From within the whirlpool of this pseudo cold war, it’s easy for the left to fall back on familiar tropes – namely, that western intervention is the only recognisable form of imperialism. In the shadow of Iraq, the British state has certainly debased its claims to legitimacy as an arbiter of international justice. But by decrying any political intervention by the west, some claim that anti-war campaigners are effectively condoning killing on a catastrophic scale. As Leila Al Shami comments in a recent article,’The anti-imperialism of idiots’, more than 500 000 people have died in Syria since 2011 – and “94% of these victims were killed by the Syrian-Russian-Iranian alliance”. When campaigners say “Hands off Syria”, she writes, they really mean “Hands off Assad”.

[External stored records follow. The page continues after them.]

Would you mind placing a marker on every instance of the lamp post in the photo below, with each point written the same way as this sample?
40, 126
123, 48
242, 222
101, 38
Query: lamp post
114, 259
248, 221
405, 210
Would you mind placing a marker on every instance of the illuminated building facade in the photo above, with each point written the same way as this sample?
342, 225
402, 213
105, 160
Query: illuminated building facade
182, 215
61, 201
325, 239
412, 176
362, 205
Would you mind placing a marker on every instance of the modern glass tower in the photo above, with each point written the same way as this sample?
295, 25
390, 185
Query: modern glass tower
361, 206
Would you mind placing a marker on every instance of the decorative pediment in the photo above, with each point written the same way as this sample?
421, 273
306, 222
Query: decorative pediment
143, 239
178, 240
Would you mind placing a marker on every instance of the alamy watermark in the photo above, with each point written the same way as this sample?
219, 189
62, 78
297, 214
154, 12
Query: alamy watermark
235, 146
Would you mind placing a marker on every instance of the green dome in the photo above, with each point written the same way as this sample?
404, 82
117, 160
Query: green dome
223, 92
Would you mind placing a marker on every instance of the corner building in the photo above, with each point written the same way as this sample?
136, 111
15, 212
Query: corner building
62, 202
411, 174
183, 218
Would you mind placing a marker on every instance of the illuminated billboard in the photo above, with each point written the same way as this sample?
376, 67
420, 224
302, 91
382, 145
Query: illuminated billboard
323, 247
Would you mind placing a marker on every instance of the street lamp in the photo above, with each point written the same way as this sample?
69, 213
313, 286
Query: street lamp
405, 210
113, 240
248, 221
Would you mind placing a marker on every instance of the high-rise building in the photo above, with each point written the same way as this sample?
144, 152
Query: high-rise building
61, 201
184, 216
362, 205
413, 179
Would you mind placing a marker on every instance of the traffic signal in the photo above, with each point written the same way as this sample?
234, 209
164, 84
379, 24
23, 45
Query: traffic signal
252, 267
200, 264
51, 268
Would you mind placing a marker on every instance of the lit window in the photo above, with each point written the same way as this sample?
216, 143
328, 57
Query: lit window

It can be easy to forget that there are journalists on the ground in Syria – and the picture they paint is complex. Among those working in the country is Robert Fisk – an Independent correspondent with over thirty years’ experience in the region, who visited the site at Douma earlier this week.

According to Fisk, there’s no definitive evidence of chemical weapon use in the area; a doctor he met suggested that the coughing of the children was caused by “oxygen starvation in the rubbish-filled tunnels and basements in which they lived”. Yet, that doesn’t rule out the possibility that a chemical attack did happen, Fisk acknowledges. Many of the Douma locals are pro-Assad, including perhaps the doctor he spoke to. Having suffered under the puritanical grip of the islamist group that had controlled the city, they may prefer to believe that Assad’s forces had nothing to do with illegal weaponry.

Seth Doane, a CBS correspondent currently in Syria, has spoken to Douma civilians who were in a building when the alleged chemical weapons hit. They recount choking and smelling chlorine, and point him to a mortar buried into the roof of their apartment block. The clearest picture from Doane’s video report, however, is of a people who have lived under extreme duress. The above clip shows locals scrambling for food from an aid truck with, somewhat surreally, Doane jostling among them. The use of a single mode of chemical weaponry – while certainly worthy of legal investigation and, if the evidence stacks up, criminal charges – begins to pale in importance when seen within a wider panorama of suffering.

Accusations about the misuse of chemical weapons are increasingly defining British politics at home and abroad. But the inability to clarify responsibility can lead to spurious conspiracy and, at worst, outright propaganda. If we want to hold those in power in Syria, Russia and the UK to account, we should rely on reliable journalism and thorough, investigative accounts – and accept that the reality of war will rarely give us simple answers.